New tunes on old strings

Type design / New tunes on old strings

One man’s gift to the world

Adding ooze to existing typefaces is not much of a challenge. And the demand for them is severely limited. But creation is its own reward: hundreds are available for free download. A few are actually pretty good. Mike Larsson’s 1999 ‘Bodybag’ design combines lettershapes evenly distorted and bold expression. In the ‘dripping blood’ category it is among the best.

Fresh start

In the long ago John Dreyfus, typographic advisor to Monotype, and I sat through a London gathering of sales teams and computer geeks. Flanked by Charles Geschke and Liz Bond, John Warnock announced in triumph that IBM had adopted PostScript, a new page description language. Big BLUE!

That evening was my introduction to Bézier curves; it was love at first sight.

After a run of only thirty years photocomposition was obsolete. Hot metal typesetting had locked customers into proprietary machinery and the type libraries that came with them. It was ingenious metal bashing of great complexity.
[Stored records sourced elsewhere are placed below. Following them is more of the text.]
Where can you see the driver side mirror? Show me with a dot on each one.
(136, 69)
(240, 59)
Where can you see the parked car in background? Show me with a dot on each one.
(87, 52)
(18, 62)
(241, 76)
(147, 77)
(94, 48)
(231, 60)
But the engineers who took decisions thought providing a wider range of typefaces than necessary was a nuisance.

‘Device-independence’ was a death sentence for esteemed companies. PostScript-enabled computers could instruct any output device that had a PostScript interpreter.

Mighty contraptions were sold for scrap. Type libraries were the only asset worth anything. Hasty autotraces from scans in the crisis years are now collectors’ items. And suddenly anybody with a home computer and an idea could design typefaces.

Bliss was it in that dawn to be alive, as Wordsworth said of the French revolution.